Replacing kube-dns with CoreDNS on GKE
By default, Google Kubernetes Engine is shipped with kube-dns as DNS resolver service. For most use cases, kube-dns works just fine. However, some advanced use cases might require functionality that kube-dns doesn't support.
In my case, I am running a GKE cluster with preemptible VM instances. A preemptible instance is an instance that lives at most 24 hours and can be replaced with another instance at any point. This requires all applications that are running in the cluster to be highly-available (HA) and be able to continue functioning with all but 1 node removed from the cluster.
In my case, all the deployments are highly available and have affinity configured to spread pods to all nodes, so that at all nodes theres a pod that can continue serving traffic even if all other pods are removed due to removal preemptible nodes. Yet, I still faced frequent downtimes when nodes were removed and added to the cluster.
After a short investigation, I figured out that the problem was in kube-dns, which didn't have affinity configured and thus sometimes placed all of its pods on a single node. When this node was removed, all kube-dns pods were removed and rescheduled on another node. While these pods were rescheduled, DNS resolution in the cluster was down, resulting in all the apps that depended on other services - like databases - being down. So I needed to either enable affinity for kube-dns, or replace it with CoreDNS with enabled affinity.
I tried enabling affinity for kube-dns first, but was unsuccessful. The GKE master plane automatically reconciles kube-dns changes and overrides all changes. So the only option left was to replace kube-dns with CoreDNS.
1. Generate deployment
git clone https://github.com/coredns/deployment.git cd deployment/kubernetes ./deploy.sh > coredns-deployment.yaml
2. On line 110, replace
affinity with the following lines:
affinity: podAntiAffinity: requiredDuringSchedulingIgnoredDuringExecution: - topologyKey: kubernetes.io/hostname labelSelector: matchExpressions: - key: k8s-app operator: In values: ["kube-dns"]
3. On line 90, change
replicas: 1 to the number of nodes you have in your cluster.
4. Install CoreDNS
kubectl apply -f coredns-deployment-yaml
5. Scale down kube-dns deployment.
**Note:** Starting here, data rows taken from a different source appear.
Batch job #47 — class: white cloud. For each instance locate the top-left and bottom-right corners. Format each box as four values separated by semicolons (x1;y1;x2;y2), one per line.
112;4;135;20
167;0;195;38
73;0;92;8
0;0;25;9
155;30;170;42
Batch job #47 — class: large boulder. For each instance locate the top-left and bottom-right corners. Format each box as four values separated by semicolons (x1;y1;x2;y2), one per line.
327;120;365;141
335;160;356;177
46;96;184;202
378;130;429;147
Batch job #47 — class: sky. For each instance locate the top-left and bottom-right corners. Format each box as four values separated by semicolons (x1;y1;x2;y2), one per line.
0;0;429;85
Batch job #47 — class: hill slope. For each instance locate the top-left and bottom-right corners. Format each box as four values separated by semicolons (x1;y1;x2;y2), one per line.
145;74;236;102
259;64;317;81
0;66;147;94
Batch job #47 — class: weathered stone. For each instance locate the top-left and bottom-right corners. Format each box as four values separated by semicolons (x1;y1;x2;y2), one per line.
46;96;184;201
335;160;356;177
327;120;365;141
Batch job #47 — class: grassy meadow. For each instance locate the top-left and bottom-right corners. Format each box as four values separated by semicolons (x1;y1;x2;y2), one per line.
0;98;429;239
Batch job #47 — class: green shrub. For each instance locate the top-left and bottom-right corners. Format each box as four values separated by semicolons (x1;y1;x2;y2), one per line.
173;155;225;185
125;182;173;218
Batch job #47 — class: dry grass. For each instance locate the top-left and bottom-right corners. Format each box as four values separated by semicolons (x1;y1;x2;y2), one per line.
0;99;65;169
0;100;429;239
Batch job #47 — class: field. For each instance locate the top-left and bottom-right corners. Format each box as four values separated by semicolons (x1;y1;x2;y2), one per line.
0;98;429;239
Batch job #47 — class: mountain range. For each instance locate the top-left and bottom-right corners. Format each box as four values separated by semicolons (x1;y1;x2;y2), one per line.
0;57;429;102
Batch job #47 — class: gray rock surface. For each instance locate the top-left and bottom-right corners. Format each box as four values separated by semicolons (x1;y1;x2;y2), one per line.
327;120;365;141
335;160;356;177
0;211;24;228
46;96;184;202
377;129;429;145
Removing the deployment is not an option as kubernetes control plane will automatically recreate it.
kubectl -n kube-system scale --replicas=0 deployment/kube-dns
You're all set! You can test the installation by simulating removal of one of your nodes.
kubectl cordon <your-node-name> kubectl drain <your-node-name> --ignore-daemonsets
After you're done with tests, bring the node back online.
kubectl uncordon <your-node-name>